「陶祖公園」へ行ってみたら、ものすごくよかった。
ウオコー方面に行く道中に、ちらりと目に飛び込んでくるので、その存在は知っていた。けれど、なかなか小高い山の上にあって、階段を登るのが大変そうという、ただひとつの理由で敬遠していたのだが、ちょっと損したほど!

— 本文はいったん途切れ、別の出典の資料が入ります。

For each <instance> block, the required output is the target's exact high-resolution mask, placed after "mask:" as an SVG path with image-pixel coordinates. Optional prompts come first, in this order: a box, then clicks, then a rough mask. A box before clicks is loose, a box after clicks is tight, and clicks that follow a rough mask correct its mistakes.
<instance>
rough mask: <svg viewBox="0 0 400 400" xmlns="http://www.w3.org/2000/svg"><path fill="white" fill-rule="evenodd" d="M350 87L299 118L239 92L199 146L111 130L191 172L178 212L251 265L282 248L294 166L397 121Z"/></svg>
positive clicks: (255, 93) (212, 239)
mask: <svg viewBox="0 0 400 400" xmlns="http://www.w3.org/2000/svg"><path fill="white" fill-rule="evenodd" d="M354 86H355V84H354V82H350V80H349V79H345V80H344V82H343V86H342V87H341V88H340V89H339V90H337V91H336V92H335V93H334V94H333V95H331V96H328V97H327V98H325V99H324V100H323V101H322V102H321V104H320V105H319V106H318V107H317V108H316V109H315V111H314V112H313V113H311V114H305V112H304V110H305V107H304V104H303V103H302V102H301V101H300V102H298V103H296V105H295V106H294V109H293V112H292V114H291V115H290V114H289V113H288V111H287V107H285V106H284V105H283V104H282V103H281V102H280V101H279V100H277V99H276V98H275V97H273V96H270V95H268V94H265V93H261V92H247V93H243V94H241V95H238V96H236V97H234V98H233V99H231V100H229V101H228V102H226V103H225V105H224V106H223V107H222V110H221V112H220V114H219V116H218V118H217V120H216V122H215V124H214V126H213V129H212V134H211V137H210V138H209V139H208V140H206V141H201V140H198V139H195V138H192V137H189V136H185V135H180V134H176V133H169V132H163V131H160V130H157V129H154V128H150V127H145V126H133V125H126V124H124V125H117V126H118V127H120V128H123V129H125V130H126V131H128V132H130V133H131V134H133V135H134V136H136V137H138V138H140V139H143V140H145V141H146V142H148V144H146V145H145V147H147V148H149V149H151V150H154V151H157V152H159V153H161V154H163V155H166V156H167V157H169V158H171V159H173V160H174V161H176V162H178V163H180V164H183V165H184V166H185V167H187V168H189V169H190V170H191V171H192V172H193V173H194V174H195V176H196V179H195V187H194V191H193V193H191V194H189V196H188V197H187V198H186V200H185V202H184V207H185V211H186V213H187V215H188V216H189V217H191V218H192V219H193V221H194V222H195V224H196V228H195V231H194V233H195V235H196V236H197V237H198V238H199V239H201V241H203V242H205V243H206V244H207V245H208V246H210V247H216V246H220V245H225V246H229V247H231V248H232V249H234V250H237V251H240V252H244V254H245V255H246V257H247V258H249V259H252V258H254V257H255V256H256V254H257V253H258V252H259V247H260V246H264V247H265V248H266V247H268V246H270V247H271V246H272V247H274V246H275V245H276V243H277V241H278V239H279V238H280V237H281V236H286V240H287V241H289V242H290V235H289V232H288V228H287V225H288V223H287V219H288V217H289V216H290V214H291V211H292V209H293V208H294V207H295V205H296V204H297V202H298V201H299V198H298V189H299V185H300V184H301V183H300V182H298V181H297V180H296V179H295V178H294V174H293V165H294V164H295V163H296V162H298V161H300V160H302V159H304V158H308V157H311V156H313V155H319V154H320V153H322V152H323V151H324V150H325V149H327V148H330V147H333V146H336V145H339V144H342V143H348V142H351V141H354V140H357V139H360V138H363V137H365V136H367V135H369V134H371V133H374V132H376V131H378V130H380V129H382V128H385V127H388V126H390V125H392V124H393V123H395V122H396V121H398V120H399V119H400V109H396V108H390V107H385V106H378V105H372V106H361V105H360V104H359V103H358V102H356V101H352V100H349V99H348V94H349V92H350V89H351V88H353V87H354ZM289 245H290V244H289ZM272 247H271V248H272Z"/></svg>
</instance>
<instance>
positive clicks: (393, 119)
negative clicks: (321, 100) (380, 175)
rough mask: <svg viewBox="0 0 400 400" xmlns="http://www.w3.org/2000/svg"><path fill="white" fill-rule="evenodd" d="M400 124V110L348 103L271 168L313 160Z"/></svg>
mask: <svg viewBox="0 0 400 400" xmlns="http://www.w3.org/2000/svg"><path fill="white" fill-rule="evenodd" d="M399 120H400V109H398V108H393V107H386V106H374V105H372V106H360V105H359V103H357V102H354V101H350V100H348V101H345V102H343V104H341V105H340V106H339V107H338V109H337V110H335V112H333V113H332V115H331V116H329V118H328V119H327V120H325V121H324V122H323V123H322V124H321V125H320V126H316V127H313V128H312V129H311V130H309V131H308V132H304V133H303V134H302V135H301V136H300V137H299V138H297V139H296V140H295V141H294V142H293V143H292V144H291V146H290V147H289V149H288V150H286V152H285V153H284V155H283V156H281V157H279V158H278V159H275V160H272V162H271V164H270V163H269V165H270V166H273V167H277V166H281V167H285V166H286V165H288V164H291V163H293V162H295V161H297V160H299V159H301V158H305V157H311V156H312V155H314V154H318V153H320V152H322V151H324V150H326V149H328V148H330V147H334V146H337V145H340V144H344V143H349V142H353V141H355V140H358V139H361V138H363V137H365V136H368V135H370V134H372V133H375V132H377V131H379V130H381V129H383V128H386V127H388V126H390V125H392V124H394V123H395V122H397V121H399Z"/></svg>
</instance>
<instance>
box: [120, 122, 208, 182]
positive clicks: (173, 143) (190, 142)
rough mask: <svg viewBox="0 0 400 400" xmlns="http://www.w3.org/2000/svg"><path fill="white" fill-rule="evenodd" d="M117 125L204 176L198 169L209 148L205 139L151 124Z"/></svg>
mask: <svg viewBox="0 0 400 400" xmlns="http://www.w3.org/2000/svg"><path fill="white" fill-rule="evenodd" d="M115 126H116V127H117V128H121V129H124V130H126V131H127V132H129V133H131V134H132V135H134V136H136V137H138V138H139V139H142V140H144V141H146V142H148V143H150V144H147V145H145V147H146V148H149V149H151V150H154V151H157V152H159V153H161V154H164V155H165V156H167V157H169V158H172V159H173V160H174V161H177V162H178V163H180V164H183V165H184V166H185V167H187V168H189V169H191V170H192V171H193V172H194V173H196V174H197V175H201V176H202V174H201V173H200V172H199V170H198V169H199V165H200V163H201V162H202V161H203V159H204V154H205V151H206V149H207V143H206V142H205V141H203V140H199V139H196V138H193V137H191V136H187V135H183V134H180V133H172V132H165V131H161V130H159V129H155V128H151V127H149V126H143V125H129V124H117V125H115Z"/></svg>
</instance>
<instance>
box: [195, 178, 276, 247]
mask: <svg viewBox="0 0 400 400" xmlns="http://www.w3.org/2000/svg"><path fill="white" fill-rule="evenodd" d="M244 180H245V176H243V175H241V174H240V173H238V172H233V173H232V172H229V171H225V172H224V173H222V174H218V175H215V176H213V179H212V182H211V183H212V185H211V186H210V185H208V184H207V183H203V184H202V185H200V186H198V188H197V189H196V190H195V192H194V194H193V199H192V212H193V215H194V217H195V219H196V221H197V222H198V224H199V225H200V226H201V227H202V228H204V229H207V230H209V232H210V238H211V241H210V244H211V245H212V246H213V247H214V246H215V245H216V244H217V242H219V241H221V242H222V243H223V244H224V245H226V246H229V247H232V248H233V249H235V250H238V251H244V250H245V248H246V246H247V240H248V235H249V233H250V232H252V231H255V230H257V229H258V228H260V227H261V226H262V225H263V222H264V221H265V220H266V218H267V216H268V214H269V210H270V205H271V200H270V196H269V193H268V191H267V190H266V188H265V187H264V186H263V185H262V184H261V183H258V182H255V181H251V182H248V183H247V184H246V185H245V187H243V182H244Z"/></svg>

そもそも、ここがどんな公園かというと、瀬戸が誇る“陶祖”の藤四郎(加藤四郎左衛門景正)大先生のことを伝えなくてはならない。
せともの祭りのときに、“磁祖”の加藤民吉さんのことを書いた。けれど、こんどは“陶祖”。その歴史はもっともっと古く鎌倉時代にまで遡る。なんでも藤四郎先生は、1223年、日本曹洞宗の開祖である道元さんとともに宋へと渡航。日本へと戻り、全国を歩き回って製陶に適した土を求めた結果、瀬戸村の祖母懐の地を発見。その土質が中国から持ち帰ったものと同じであることを知り、ここに陶業を開いたそうな。

そんな藤四郎先生の業績を讃えるべく、慶応3年(1867)に六角陶碑が建設され、その高さはなんと日本一の高さを誇る4.1m。そんなに大きなものをどうやってつくったのか。六角陶碑堂内の案内によれば、「瀬戸川の北側に位置する北新谷の丸窯の中で造り、焼成後に窯の入口を壊して取り出し、コロを用いて藤四郎山まで運んだと伝えられています」とのこと。
さらりと書いてあるが、「焼成後に窯の入口を壊して」あたり、当時の人も攻めるなあ〜とすっかり感心してしまう。この六角陶碑の面には、藤四郎さんのやたら詳しい人生などがあれこれ書いてあり、それを読むだけでもグッとくる。けれど、この公園は奥へと進んでいくと、意表をつかれる。

いきなり猿が現れるのだ。
1995年に、県内の「犬山モンキーパーク」から譲り受けたニホンザルらしい。なぜ。ちなみに、宮前地下街のすぐ近くにある「宮前公園」にはくじゃくがいる。
猿のすぐ近くには「野外ギャラリー」があって、大先生たちの作品が展示してあるもんだから、ツッコミどころ満載。さらに、奥行きがハンパなく、野球場が余裕で2つくらい入る広大さ。さすがは我が愛する町、瀬戸。こういうナゾすぎるところ、好きですヨ。